Rhiana touched her leather tunic, finger circling a patch of bare leather. “Had a place just here for Blaken's stud. But Beko talked me out of it.”
“You're not the first Serian I've heard of who wanted Blaken's head. But good for Beko.”
The soldier offered a wry smile. “I suppose so. Killing a Voyager wouldn't have put me in good favor with the Guild.”
“It would have got you executed, most likely.”
“Well. So, that was the first. The second was little better. I can't even remember his name, but he was nothing to speak of. Sailed us out to The Spine, dug up some plants, shot a few birds, sailed us back.”
“And now you're on a voyage with a man
and
a woman Voyager.”
“I am.” Rhiana glanced back over her shoulder, then leaned across toward Nomi. Even then she rode with elegance, her long, tied hair swinging down across her shoulder. “He's a bit quiet,” she said.
“He does a lot of thinking.”
“And you?”
“What about me?”
“What's your drive?”
“To make women the best Voyagers, naturally.”

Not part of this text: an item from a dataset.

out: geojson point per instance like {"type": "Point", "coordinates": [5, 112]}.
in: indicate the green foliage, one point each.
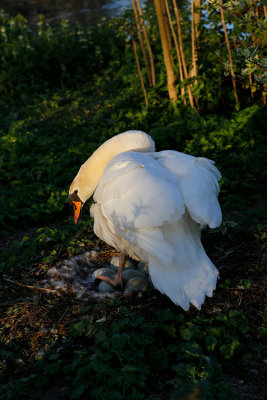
{"type": "Point", "coordinates": [63, 92]}
{"type": "Point", "coordinates": [132, 354]}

Rhiana stared at her for just too long. Then she grinned. “I'll help,” she said. She rode on ahead and joined Beko and Lulah, and Nomi wondered exactly what she meant.
WHEN THEY PASSED
the ruin, Nomi knew that they were almost out of Clyst Forest. The remains had stood here for as long as anyone could remember, and it was said that this had once been a temple to the Violet Dogs, a race of monstrous invaders that had swarmed the Western Shores before history began. There was very little left now: a few scattered piles of carved building blocks, a heavy lintel half buried in the soil and one portion of a wall still standing. It was home to creeping vegetation and a colony of rock ants, weaving their sticky tube tunnels through grooves and cracks in the old stone.
Nomi had never paused to examine the ruin because it had never been her destination. She spared it a quick glance and noticed that it had been subsumed more by the forest since her last trip. The climbing plants' stems were slightly thicker, the lintel buried marginally deeper in the ground. A few more years and maybe this would become totally hidden, just another secret part of Clyst Forest that would fade from sight and memory until no one knew it was there.
She often wondered how many other such places had already disappeared.
She noticed Beko had paused ahead, Lulah and Rhiana just behind him. He turned around and caught her eye, and Nomi rode forward.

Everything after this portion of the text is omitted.